The 24-year-old says that was his job on the outside -- shuttling weapons from Texas into Mexico. "Any kind of guns, any kind of weapons that we could use. I was bringing them from over there," he says.
Garcia says the Aztecas had a well-organized system in the U.S. Other people obtained the guns and brought them to him in El Paso. His task was to move them across the border and deliver them to a contact in Juarez.
The Aztecas have a well-organized system inside the prison, too. In their portion of the compound, they have vegetable gardens, an automotive workshop and art studios. There's even an ice cream shop and their own pizza place, which they call "Domino's."
Ranks Of Poor Serve As Recruiting Ground
While the Juarez prison feels calm during a recent visit, prison riots in Mexico between rival gangs have killed scores of inmates over the past two years.
Garcia says that as soon as he finishes his four-year prison term, he plans to go right back to working for the Aztecas on the outside.
"This is my life. This is what I chose to be. I can't just walk out," he says.

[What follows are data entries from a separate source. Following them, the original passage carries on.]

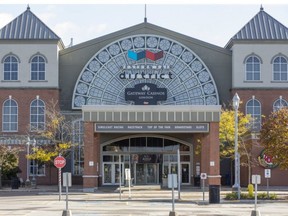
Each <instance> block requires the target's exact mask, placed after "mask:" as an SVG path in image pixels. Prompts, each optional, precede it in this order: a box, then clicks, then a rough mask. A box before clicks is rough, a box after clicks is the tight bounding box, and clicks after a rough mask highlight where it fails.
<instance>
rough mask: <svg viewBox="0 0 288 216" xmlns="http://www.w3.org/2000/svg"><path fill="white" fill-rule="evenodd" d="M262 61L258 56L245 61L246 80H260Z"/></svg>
mask: <svg viewBox="0 0 288 216" xmlns="http://www.w3.org/2000/svg"><path fill="white" fill-rule="evenodd" d="M260 63H261V62H260V59H259V58H258V57H257V56H250V57H248V58H247V59H246V61H245V69H246V80H247V81H258V80H260Z"/></svg>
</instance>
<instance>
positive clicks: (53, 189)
mask: <svg viewBox="0 0 288 216" xmlns="http://www.w3.org/2000/svg"><path fill="white" fill-rule="evenodd" d="M131 189H132V190H131V193H129V190H128V188H121V192H122V193H121V197H120V191H119V188H116V187H101V188H99V189H98V190H97V191H95V192H94V193H84V192H83V191H82V188H81V187H76V186H73V187H72V188H70V189H69V190H70V191H69V196H68V200H69V202H68V209H69V210H70V211H71V213H72V215H73V216H94V215H95V216H100V215H101V216H124V215H128V216H164V215H166V216H168V215H169V214H170V212H171V211H172V208H173V204H172V193H171V190H168V189H165V190H164V189H160V188H159V187H153V186H146V187H138V186H134V187H132V188H131ZM57 190H58V187H57V186H38V187H37V189H31V188H30V189H29V188H19V189H13V190H12V189H10V188H5V189H2V190H0V215H1V216H2V215H3V216H4V215H5V216H7V215H11V216H16V215H17V216H19V215H23V216H36V215H37V216H39V215H40V216H60V215H62V214H63V212H64V210H65V209H66V201H65V198H66V196H65V195H66V194H65V192H63V193H62V194H61V198H60V196H59V193H58V192H57ZM63 190H64V188H63ZM260 190H264V191H265V190H266V189H265V188H260ZM272 190H273V191H272ZM207 191H208V189H206V192H205V196H204V201H203V193H202V191H201V189H200V188H193V187H183V188H182V191H181V200H178V199H177V198H178V197H177V195H178V191H175V204H174V211H175V213H176V214H177V215H178V216H188V215H189V216H190V215H191V216H246V215H247V216H250V215H251V213H252V211H253V210H254V206H255V205H254V201H253V200H249V201H247V200H246V201H245V200H240V201H225V200H223V197H224V195H225V193H227V192H230V191H231V188H221V200H220V204H209V202H208V200H209V193H208V192H207ZM270 193H276V194H277V195H280V196H282V197H288V188H278V187H277V188H271V191H270ZM59 198H60V201H59ZM257 209H258V210H259V211H260V212H261V216H272V215H273V216H274V215H277V216H287V215H288V201H287V200H284V201H259V202H258V205H257Z"/></svg>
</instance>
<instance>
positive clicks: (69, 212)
mask: <svg viewBox="0 0 288 216" xmlns="http://www.w3.org/2000/svg"><path fill="white" fill-rule="evenodd" d="M71 186H72V180H71V173H68V172H65V173H63V187H66V210H64V211H63V213H62V216H72V213H71V211H70V210H69V209H68V187H71Z"/></svg>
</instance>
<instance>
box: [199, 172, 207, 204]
mask: <svg viewBox="0 0 288 216" xmlns="http://www.w3.org/2000/svg"><path fill="white" fill-rule="evenodd" d="M200 178H201V179H202V191H203V201H204V200H205V179H207V173H201V175H200Z"/></svg>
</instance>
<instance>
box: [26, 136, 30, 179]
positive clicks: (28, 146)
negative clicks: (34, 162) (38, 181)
mask: <svg viewBox="0 0 288 216" xmlns="http://www.w3.org/2000/svg"><path fill="white" fill-rule="evenodd" d="M26 145H27V156H29V155H30V138H29V137H28V139H27V143H26ZM26 185H30V160H29V158H28V157H27V174H26Z"/></svg>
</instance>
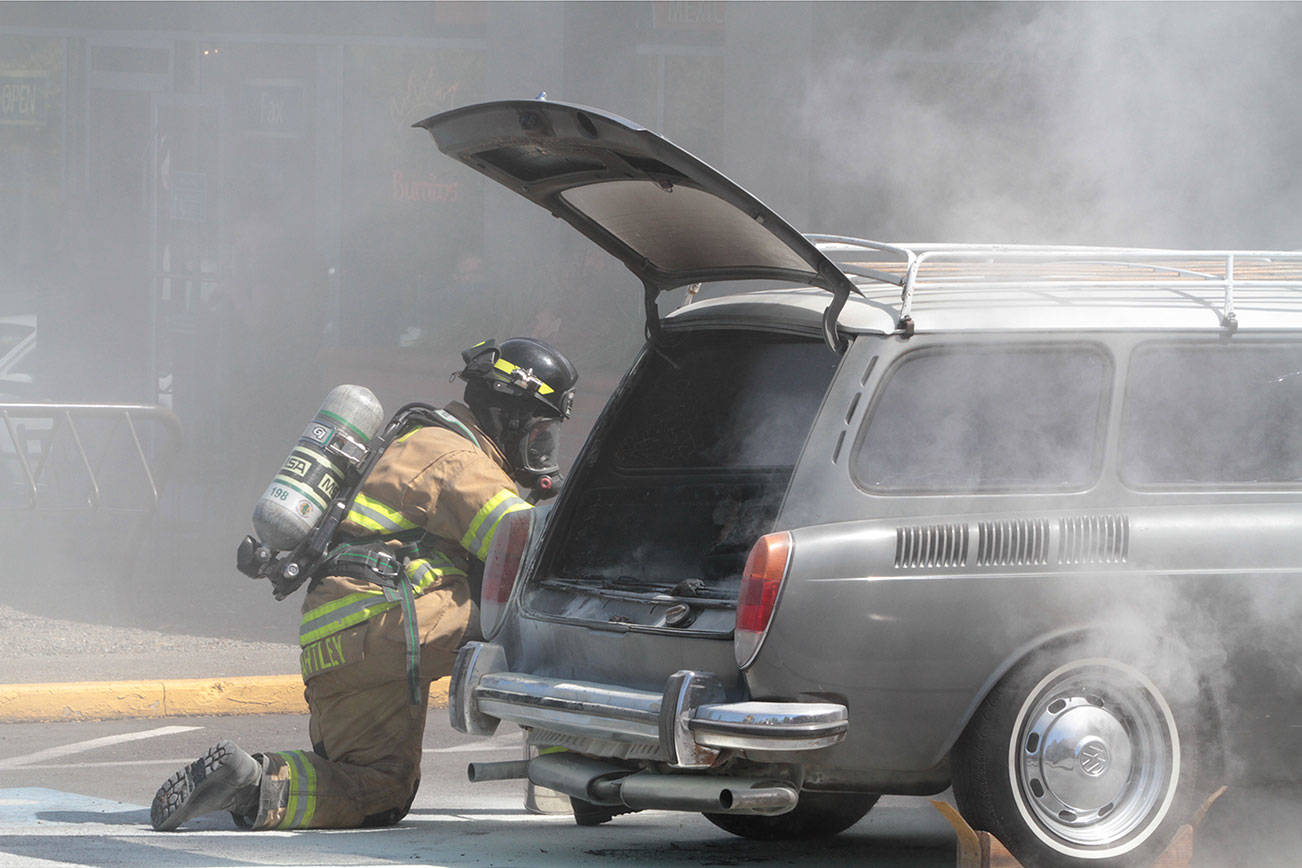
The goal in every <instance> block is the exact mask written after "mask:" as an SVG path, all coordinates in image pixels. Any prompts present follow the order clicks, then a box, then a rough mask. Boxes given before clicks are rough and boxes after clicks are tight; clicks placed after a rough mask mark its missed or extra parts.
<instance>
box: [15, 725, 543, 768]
mask: <svg viewBox="0 0 1302 868" xmlns="http://www.w3.org/2000/svg"><path fill="white" fill-rule="evenodd" d="M189 729H202V727H201V726H164V727H163V729H159V730H150V731H148V733H134V734H132V735H128V737H122V735H111V737H108V739H100V738H96V739H94V740H90V742H78V743H77V744H68V746H66V747H55V748H51V750H49V751H40V752H38V753H29V755H27V756H23V757H16V759H12V760H0V772H5V770H9V769H17V768H22V769H102V768H103V769H107V768H113V766H117V765H133V766H138V765H174V766H178V768H180V766H182V765H185V764H187V763H193V761H194V757H193V756H190V757H181V759H173V760H145V759H141V760H108V761H103V763H42V760H52V759H57V757H59V756H62V755H66V753H76V752H77V750H86V751H89V750H91V748H95V747H103V746H104V744H113V743H117V742H129V740H134V739H138V738H150V737H151V735H169V734H171V733H178V731H185V730H189ZM519 750H521V743H519V742H517V743H514V744H492V743H490V744H454V746H452V747H426V748H423V750H422V751H421V752H422V753H488V752H497V751H519ZM55 751H57V753H55Z"/></svg>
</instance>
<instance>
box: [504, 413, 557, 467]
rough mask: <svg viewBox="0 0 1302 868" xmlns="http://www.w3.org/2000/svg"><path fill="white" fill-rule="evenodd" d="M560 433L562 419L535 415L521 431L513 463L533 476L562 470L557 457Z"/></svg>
mask: <svg viewBox="0 0 1302 868" xmlns="http://www.w3.org/2000/svg"><path fill="white" fill-rule="evenodd" d="M560 433H561V420H560V419H555V418H551V416H534V418H533V419H530V420H529V422H527V423H526V424H525V428H523V431H522V432H521V437H519V442H518V444H517V454H516V455H512V463H513V465H514V466H516V467H518V468H519V470H521V471H523V472H526V474H530V475H533V476H552V475H555V474H556V472H557V471H559V470H560V463H559V459H557V448H559V445H560Z"/></svg>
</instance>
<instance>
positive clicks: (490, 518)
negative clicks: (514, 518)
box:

Garcia grew up poor in El Paso. As a kid, he says, his family lacked a lot of things. The Aztecas, on the other hand, offered him "fast money."
He says he expects to either die young with the Aztecas or spend most of his life in prison -- and he says he's OK with that.
In Mexico, more than 4 million people live in what the government terms "extreme poverty." For the cartels, this huge pool of the poor serves as a recruiting ground for foot soldiers in a war that's growing more deadly every month.